As Psychology Today reports, daydreaming may seem “like the antithesis of ‘work,’ yet it’s truly at the core of our most important type of productivity – creative problem-solving. That’s why some of the most innovative companies in the world feature programs that give key employees the time and space to think creatively.” As with the ideas mentioned above, it’s not enough for you alone to develop habits stimulating creative thinking, no for your enterprise to reap the benefits of creative thinking, you must nurture a work environment that rewards fresh ideas. Whether you manage a family plumbing firm, practice in the professional services industry, or toil in retail, no business wilts with a creative bent.

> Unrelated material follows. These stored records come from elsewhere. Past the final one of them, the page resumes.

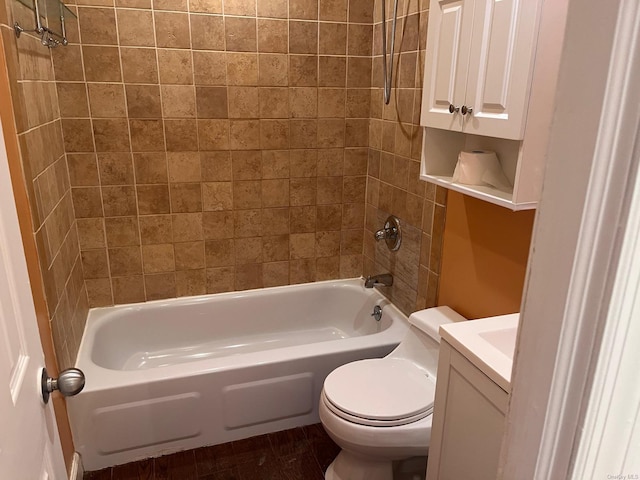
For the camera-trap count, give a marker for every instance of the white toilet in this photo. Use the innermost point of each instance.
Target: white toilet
(380, 410)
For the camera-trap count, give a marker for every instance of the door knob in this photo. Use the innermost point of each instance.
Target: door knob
(70, 382)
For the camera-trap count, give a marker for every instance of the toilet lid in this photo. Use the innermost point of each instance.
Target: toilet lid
(381, 389)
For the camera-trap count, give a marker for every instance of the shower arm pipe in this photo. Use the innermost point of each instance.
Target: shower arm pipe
(388, 78)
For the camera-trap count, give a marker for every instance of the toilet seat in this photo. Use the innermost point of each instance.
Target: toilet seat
(379, 392)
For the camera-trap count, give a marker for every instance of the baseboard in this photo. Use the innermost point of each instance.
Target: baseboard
(77, 472)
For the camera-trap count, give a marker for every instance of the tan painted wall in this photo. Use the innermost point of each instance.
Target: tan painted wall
(485, 253)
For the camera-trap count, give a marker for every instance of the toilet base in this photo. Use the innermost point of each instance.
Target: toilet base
(347, 466)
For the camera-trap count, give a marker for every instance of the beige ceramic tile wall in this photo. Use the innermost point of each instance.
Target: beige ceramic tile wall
(37, 118)
(216, 145)
(393, 185)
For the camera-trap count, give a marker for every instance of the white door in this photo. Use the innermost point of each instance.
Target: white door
(447, 60)
(29, 443)
(500, 67)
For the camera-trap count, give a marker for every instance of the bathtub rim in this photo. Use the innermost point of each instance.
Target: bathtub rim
(100, 378)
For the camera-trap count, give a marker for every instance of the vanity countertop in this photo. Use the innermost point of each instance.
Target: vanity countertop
(488, 343)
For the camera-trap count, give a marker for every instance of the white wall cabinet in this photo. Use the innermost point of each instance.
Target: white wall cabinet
(468, 421)
(499, 58)
(478, 66)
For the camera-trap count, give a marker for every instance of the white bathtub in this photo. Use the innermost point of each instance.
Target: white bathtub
(183, 373)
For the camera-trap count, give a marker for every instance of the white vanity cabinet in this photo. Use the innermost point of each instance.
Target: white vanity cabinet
(479, 64)
(468, 421)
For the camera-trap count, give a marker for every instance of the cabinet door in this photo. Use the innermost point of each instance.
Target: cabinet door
(501, 66)
(468, 421)
(447, 61)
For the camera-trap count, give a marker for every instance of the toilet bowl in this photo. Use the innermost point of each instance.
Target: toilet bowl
(380, 410)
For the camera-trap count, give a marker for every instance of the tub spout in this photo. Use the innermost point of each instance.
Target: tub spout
(384, 279)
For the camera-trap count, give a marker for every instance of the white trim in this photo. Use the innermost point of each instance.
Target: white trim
(611, 434)
(589, 180)
(77, 471)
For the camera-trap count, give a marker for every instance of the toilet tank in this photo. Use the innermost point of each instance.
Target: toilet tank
(421, 343)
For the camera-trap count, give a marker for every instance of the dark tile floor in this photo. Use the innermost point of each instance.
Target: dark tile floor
(302, 453)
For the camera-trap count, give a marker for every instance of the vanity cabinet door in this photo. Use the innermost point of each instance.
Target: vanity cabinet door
(468, 421)
(446, 63)
(501, 67)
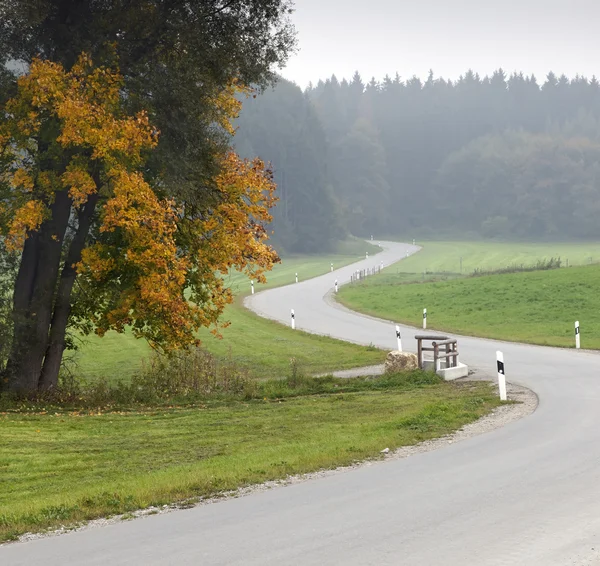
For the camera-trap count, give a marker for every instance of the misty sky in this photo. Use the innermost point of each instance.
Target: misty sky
(411, 36)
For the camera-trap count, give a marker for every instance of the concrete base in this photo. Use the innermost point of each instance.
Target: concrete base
(461, 370)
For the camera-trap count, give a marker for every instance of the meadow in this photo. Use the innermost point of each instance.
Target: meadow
(60, 467)
(263, 346)
(538, 307)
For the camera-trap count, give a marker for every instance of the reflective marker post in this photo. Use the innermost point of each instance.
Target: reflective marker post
(501, 375)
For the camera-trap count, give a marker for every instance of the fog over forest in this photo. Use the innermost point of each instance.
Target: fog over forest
(500, 156)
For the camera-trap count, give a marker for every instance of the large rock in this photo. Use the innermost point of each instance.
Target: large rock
(400, 361)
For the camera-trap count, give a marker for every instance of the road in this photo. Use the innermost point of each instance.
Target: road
(527, 494)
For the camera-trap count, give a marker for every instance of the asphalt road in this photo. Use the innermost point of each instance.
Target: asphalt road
(526, 494)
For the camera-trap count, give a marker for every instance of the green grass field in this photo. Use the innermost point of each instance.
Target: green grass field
(264, 346)
(537, 307)
(445, 256)
(59, 468)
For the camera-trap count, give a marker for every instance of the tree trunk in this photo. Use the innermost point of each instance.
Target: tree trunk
(33, 304)
(62, 305)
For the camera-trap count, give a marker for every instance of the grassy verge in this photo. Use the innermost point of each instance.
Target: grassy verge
(261, 344)
(537, 307)
(59, 468)
(438, 257)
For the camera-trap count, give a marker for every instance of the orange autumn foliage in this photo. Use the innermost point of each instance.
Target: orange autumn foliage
(151, 263)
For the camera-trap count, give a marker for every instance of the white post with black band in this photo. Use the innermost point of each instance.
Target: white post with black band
(501, 375)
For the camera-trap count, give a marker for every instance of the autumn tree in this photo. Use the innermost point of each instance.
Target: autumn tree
(177, 59)
(74, 187)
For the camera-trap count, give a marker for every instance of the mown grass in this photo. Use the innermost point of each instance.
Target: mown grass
(438, 257)
(60, 468)
(264, 345)
(538, 307)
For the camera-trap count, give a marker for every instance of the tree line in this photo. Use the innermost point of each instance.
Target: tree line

Psychology Today recommends several tactics for developing just such a business culture:

  • Show your people you value creative thinking by exhibiting creative habits yourself. (Start by sharing your discoveries uncovered via the exercises outlined above.)
  • Tell people you value their ideas. Provide them time and space to think creatively (i.e. daydream). As little as thirty minutes of work time a week for exploratory thought sends the message that creativity is valued, no matter when, where, or how ideas are conceived.
  • Ask “what if” questions and encourage speculative thinking. Avoid questions with yes and no answers.
  • Accept, even anticipate, risk and a certain amount of failure.
  • Provide a forum for idea sharing and related feedback.

And finally, be prepared to follow through with the sound ideas germinated from your creative efforts. (Selectively differentiating among the sound and frivolous ideas is an exercise in creativity in and of itself.) Strategically, it’s critical that the germination of creative ideas be given a chance to bear fruit. But even if you don’t see results from your new creative activities immediately, work and life will become more, well, fun. And by example, the creative process is, in fact, immersed in the journey, the means justifying the ends.

What do you do to stimulate creativity in your workplace? What direct successes can you attribute to creative endeavors?